Xgb predictor unstable

  • observe

    • for the same batch of samples, sometimes all results were 0.5, when I were retrying to predict later, the results seems to be normal. Specially, in multi proceess (using bash ‘&’), the-always-0.5 will happen by large probability(1/22), each process has two predictor, the the-always-0.5 appears in second predictor.
    • for one sample, sometimes the result was 0.209669 and sometimes the result was 0.201879, is this stable or not ?
  • env (for predict)

    • os: CentOS release 6.7
    • python: Python 3.5.2 |Anaconda 4.2.0 (64-bit)
    • gcc: GCC 4.4.7
    • xgboost: 0.7 (using pip to install)
  • detail
    I used same python env, but trained and predicted on diffrent machines, trained on CentOS Linux release 7.2.1511(GCC version 4.8.5), did the os or gcc cause the problem?

class XGBModel():
    def __init__(self, model_path):
        self.model_path = model_path
        self.model = self._load(self.model_path)
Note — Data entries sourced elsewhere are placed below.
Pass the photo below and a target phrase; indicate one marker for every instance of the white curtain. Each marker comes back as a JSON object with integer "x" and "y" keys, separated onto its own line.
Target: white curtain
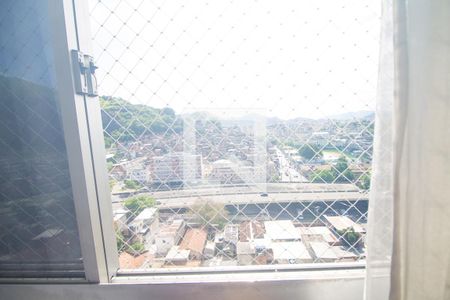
{"x": 409, "y": 207}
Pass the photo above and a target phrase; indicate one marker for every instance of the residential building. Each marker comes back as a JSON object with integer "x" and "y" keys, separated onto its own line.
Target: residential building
{"x": 245, "y": 252}
{"x": 342, "y": 223}
{"x": 290, "y": 253}
{"x": 146, "y": 223}
{"x": 169, "y": 235}
{"x": 176, "y": 167}
{"x": 177, "y": 256}
{"x": 282, "y": 230}
{"x": 194, "y": 240}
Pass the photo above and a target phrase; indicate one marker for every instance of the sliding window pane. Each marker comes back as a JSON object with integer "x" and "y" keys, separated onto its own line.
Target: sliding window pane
{"x": 38, "y": 229}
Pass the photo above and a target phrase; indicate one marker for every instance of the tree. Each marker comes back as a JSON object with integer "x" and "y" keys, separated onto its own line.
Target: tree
{"x": 136, "y": 248}
{"x": 349, "y": 237}
{"x": 209, "y": 214}
{"x": 138, "y": 203}
{"x": 309, "y": 151}
{"x": 364, "y": 182}
{"x": 341, "y": 171}
{"x": 120, "y": 241}
{"x": 132, "y": 184}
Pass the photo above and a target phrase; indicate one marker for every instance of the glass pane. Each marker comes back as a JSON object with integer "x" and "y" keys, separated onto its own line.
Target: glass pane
{"x": 237, "y": 132}
{"x": 38, "y": 230}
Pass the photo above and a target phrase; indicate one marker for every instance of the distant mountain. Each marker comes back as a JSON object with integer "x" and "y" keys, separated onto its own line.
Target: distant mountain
{"x": 362, "y": 114}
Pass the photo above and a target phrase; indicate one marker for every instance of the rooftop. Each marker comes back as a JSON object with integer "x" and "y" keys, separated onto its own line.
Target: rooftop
{"x": 194, "y": 240}
{"x": 281, "y": 230}
{"x": 176, "y": 254}
{"x": 146, "y": 214}
{"x": 290, "y": 250}
{"x": 343, "y": 223}
{"x": 323, "y": 232}
{"x": 323, "y": 251}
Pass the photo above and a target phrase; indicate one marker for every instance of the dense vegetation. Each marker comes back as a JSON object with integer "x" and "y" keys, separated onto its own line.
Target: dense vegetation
{"x": 124, "y": 122}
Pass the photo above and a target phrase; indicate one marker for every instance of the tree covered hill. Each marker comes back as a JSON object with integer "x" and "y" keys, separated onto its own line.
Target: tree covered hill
{"x": 124, "y": 122}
    def _load(self, path):
        with open(path, 'rb') as fr:
            data = pickle.load(fr)
        return data

    def predict(self, libsvm_filename):
        dtest = xgb.DMatrix(libsvm_filename)
        pred = self.model.predict(dtest)
        return pred

I think I may find the key point - missing the ntree_limit parameter with DART booster in predicting. But how the-always-0.5 happened ?

If you have a reproducible script, consider filing an issue in the GitHub repo. We will look at it.

@xgb_7632 thank you addressing this issue. I am getting similar problem. When I am giving inputin the range from 1500-30000 (Number of sample = 54000) with time series then at-least it is getting some prediction and it is near to actual values (need to tune algorithm) but when I am changing input in range of 241-247 (varies with float values upto 2 decimals i.e. 243.5 and 244.67 like this) then prediction is always 0.5.

Why I am getting same error and how did you solve it?

Help appreciated.

@mayur25 When using dart booster, you should explicitly set the parameter ntree_limit , as the issue 3485 says.